1978 Little League World Series

Tournament details
- Dates: August 22–August 26
- Teams: 8

Final positions
- Champions: Pinkuang Little League Pingtung, Taiwan
- Runners-up: San Ramon Valley Little League Danville, California

= 1978 Little League World Series =

Children's baseball tournament

The 1978 Little League World Series took place between August 22 and August 26 in South Williamsport, Pennsylvania.
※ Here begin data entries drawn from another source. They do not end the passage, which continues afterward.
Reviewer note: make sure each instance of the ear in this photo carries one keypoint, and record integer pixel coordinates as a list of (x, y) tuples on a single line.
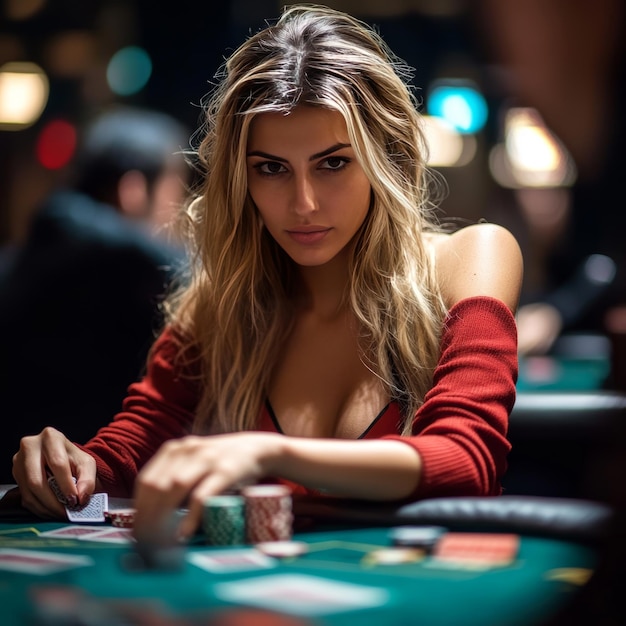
[(132, 193)]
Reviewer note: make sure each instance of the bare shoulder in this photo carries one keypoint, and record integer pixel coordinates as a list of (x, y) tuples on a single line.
[(478, 260)]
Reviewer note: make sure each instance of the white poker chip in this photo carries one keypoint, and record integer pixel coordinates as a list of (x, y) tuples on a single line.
[(394, 556), (282, 549), (417, 536)]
The Pinkuang Little League of Pingtung, Taiwan, defeated the San Ramon Valley Little League of Danville, California, in the championship game of the 32nd Little League World Series.

==Teams==

| United States | International |
|---|---|
| Illinois Palatine, Illinois Central Region South Little League | British Columbia Surrey, British Columbia CAN Canada Region Whalley Little League |
| New York Rockville Centre, New York East Region American Little League | ESP Madrid, Spain Europe Region Torrejón Air Base Little League |
| Kentucky Lexington, Kentucky South Region South Lexington Little League | TWN Pingtung, Taiwan Far East Region Pinkuang Little League |
| California Danville, California West Region San Ramon Valley Little League | DOM Santo Domingo, Dominican Republic Latin America Region LaJavilla Little League |

==Position bracket==

| 1978 Little League World Series Champions |
|---|
| Pinkuang Little League Pintung, Taiwan |

==Notable players==
- Erik Johnson of the San Ramon team went on to play in MLB as an infielder in 1993 and 1994.
- Dave Veres of the Torrejón Air Base team went on to play in MLB as pitcher between 1994 and 2003.
- Al Haynes was an umpire in the 1978 LLWS. He later became the hero pilot of the 1989 United Airlines Flight 232.